There’s no way of getting around it: Morris walked into a roster that was built to run the ball like Wisconsin, and his style is 180 degrees opposite. Turning over a roster like that is difficult, but even more so if you can’t win a few conference games in the first 2 years to sustain small growth steps.

They’re not winning a game or 2 here or there because they can’t get smart, mistake-free quarterback play. Nick Starkel wasn’t the answer, nor was Ben Hicks. Now Morris has moved to John Stephens Jones to run more zone read principles and slow down the game.

Arkansas won’t fix its quarterback problem until 2020, when Chandler Morris (Chad’s son and an elite QB Clemson wanted) arrives on campus.
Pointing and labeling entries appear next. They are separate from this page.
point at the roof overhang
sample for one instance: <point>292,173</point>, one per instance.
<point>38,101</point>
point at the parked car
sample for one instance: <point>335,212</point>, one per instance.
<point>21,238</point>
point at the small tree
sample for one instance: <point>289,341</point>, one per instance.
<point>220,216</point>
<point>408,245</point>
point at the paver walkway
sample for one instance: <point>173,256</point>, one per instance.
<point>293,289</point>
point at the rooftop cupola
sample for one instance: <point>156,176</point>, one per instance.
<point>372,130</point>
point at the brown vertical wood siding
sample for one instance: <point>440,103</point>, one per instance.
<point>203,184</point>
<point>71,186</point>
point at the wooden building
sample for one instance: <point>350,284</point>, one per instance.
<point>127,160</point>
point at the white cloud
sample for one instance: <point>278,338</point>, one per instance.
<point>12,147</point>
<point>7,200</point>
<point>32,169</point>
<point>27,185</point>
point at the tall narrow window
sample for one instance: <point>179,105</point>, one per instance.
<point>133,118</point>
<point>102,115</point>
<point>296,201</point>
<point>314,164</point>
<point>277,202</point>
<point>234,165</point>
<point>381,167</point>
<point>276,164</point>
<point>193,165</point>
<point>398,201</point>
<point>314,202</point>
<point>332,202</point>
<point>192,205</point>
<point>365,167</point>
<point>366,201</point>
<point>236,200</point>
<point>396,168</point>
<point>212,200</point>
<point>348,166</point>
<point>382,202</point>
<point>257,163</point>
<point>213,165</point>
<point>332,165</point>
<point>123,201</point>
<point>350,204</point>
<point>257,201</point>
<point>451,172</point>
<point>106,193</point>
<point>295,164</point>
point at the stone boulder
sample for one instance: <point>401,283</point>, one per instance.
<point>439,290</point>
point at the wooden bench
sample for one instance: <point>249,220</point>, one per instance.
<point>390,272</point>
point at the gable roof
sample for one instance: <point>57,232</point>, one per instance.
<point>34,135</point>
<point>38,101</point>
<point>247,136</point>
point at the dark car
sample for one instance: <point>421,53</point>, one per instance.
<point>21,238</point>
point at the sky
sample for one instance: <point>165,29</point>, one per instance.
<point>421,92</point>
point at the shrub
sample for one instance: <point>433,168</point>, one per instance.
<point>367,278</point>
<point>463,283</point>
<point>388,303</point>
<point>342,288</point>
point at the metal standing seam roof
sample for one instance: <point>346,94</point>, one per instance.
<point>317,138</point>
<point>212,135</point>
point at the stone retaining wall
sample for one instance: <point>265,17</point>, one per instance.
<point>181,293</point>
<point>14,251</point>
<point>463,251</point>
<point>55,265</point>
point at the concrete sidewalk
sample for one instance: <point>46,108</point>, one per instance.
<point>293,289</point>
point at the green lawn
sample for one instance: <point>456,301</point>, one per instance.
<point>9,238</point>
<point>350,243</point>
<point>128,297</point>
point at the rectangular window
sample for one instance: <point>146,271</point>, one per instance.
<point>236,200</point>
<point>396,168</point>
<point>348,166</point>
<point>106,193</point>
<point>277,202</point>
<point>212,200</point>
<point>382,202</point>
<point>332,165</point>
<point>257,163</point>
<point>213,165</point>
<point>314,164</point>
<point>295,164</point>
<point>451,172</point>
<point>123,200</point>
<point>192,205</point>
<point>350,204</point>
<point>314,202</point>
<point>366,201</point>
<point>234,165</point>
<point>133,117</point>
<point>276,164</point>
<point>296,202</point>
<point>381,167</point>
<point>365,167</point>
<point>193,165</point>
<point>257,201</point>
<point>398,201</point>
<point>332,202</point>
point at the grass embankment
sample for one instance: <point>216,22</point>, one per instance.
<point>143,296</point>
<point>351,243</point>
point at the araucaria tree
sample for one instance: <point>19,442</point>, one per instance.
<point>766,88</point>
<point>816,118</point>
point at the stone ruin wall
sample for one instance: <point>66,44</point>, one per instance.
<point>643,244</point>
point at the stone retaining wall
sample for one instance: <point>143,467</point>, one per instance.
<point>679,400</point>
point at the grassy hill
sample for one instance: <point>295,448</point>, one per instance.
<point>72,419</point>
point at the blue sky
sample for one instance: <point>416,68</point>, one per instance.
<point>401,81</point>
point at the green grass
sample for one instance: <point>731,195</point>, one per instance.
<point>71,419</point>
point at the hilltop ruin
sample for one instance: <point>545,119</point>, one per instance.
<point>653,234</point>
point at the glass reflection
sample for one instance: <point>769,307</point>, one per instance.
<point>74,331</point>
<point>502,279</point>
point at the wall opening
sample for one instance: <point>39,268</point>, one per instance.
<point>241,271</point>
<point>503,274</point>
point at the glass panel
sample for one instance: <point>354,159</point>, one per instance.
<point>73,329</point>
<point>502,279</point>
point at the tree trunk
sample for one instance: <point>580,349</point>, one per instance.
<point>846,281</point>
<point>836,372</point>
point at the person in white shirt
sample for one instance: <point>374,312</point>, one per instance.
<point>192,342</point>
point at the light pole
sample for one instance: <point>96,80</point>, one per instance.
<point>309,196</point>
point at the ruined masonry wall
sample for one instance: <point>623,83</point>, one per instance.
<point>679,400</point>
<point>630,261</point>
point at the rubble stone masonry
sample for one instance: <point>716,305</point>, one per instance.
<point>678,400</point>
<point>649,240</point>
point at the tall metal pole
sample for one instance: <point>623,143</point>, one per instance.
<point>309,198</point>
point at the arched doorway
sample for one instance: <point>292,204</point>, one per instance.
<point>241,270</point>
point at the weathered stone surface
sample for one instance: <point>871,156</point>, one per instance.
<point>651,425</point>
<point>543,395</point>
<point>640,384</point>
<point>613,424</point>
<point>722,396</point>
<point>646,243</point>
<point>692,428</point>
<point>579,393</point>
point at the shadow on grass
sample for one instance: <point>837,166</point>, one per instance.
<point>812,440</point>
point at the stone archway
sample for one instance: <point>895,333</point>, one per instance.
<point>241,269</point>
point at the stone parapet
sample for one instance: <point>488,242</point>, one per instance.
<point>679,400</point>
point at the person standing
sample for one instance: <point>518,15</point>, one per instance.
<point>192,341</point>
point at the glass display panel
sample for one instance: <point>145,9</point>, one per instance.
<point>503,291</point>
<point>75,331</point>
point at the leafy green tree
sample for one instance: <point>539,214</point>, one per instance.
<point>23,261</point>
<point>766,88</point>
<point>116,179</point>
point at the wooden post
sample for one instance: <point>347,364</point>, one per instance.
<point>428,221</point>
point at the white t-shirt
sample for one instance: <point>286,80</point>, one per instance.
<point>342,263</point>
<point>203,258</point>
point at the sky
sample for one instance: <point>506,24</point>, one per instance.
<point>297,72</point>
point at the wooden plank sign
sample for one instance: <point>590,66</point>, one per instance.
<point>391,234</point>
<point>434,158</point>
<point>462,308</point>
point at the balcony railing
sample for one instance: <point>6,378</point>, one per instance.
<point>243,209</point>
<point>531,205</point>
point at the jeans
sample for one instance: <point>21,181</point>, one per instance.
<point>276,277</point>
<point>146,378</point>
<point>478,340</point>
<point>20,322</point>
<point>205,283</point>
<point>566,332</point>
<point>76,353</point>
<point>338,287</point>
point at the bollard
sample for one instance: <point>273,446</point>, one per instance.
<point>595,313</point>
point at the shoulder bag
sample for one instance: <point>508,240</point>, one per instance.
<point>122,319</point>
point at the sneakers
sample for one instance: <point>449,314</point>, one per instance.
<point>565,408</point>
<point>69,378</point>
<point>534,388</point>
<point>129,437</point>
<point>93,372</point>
Unfortunately, that also means Arkansas isn’t winning an SEC game until 2020.

9. Numbers game

7. Florida DEs Jonathan Greenard and Jabari Zuniga have missed most or all of the past 2 games, and the Florida pass rush (and defense) has suffered because of it.

They have combined for 7 sacks and 12 tackles for loss, and when they’re on the field, the Gators can play more combination coverages in the back end because they can get home with the rush by using the front 4.

Without Greenard and Zuniga, the Gators have had to gamble more with various blitz packages. Both players are probable to play vs. Georgia.

10. Quote to note

LSU coach Ed Orgeron on the looming game with Alabama, which has beaten the Tigers 8 consecutive games: “We know what’s upon us.”